The author, a professor of Industrial and Systems Engineering at Oakland University in Rochester MI, describes a concept which she calls "pathological altruism" which could help explain much of the rancor of our domestic politics today.
A common everyday example is parents who try to shield their children from the natural negative consequences of their actions (e.g., the child fails to study, gets a bad grade, and the parent threatens to sue the school district unless the grade is improved).
Note that the pathological altruist
geniunely believes s/he is being helpful!

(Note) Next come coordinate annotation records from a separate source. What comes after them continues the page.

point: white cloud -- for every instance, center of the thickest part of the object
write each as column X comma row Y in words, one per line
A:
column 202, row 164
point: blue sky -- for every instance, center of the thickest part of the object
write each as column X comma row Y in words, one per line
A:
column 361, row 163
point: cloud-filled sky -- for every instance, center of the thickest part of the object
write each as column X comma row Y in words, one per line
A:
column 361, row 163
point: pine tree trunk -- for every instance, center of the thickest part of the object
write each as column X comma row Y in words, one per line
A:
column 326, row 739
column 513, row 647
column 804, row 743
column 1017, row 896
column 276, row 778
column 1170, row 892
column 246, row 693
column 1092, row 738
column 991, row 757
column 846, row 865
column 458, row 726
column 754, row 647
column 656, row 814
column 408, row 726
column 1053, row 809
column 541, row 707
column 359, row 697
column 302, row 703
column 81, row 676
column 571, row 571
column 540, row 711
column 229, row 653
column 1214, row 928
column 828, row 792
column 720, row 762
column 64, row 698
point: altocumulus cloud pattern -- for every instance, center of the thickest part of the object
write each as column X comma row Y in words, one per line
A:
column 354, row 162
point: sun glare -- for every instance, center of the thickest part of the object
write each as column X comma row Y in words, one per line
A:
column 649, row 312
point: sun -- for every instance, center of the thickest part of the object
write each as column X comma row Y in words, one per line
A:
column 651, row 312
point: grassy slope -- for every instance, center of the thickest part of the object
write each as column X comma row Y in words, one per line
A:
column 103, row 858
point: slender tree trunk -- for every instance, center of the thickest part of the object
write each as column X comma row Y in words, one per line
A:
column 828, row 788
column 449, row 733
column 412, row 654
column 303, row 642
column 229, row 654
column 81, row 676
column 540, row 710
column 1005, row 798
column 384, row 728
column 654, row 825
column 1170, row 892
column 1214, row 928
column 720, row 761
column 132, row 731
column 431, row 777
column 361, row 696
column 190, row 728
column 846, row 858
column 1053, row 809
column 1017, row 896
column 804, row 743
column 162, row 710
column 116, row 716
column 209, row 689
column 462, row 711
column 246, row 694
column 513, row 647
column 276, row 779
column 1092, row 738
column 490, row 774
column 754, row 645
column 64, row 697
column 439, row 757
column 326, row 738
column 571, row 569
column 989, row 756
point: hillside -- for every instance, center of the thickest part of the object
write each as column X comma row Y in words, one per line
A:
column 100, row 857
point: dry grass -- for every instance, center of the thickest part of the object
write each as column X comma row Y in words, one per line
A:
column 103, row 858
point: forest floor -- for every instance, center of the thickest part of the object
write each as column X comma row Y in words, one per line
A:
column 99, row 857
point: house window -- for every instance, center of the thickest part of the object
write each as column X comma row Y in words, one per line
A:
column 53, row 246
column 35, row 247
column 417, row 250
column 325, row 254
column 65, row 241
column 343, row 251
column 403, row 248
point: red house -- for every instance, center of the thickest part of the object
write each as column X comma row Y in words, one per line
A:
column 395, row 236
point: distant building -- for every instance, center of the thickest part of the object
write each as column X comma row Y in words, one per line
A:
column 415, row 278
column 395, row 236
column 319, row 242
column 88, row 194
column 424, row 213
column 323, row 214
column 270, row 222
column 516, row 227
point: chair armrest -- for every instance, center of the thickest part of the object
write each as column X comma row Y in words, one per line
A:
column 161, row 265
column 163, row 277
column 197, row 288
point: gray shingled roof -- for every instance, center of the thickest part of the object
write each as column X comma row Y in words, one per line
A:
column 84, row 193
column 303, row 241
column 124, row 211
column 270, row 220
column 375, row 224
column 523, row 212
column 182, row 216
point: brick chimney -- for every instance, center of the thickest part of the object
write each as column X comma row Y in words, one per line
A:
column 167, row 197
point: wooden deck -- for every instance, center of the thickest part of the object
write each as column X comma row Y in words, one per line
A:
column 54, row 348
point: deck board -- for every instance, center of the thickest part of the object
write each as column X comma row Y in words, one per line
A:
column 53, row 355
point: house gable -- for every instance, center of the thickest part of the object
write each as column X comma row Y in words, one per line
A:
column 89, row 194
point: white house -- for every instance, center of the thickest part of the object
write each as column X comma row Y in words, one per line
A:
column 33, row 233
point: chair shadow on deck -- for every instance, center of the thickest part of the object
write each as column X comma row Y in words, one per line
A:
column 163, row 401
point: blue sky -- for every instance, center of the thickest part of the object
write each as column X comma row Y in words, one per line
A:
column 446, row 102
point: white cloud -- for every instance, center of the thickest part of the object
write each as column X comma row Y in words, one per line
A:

This is a crucial point.
Because people are human, this belief that they are being helpful blinds them to the obvious (to anyone else) observation that the people they are purporting to help, are in fact NOT being helped at all.
I mentioned this article to someone whom I respect greatly, and his first response was, "you mean like government policies that are supposed to help people but wind up making people even more dependent instead?"
Thus we wind up with TWO problems instead of one!
The first problem is the increased dependency of people, where ACTUAL helpfulness would instead be to increase self-reliance.
The second problem is that any attempts to point out the first problem result in the pathological altruist "digging in his/her heels" and becoming even MORE insistent on being "helpful."
The second problem results in highly-polarized politics, as the pathological altruist adopts a defensive attitude of moral superiority, which allows him/her to demonize anyone who disagrees with their policy prescriptions as being "selfish" or "uncaring" when in fact it is frequently the exact opposite which is the motivation.
No one questions their
desire to be helpful; people merely say "look at the results: this isn't working." and of course in the ensuing arguments, the people who actually need the help are totally ignored.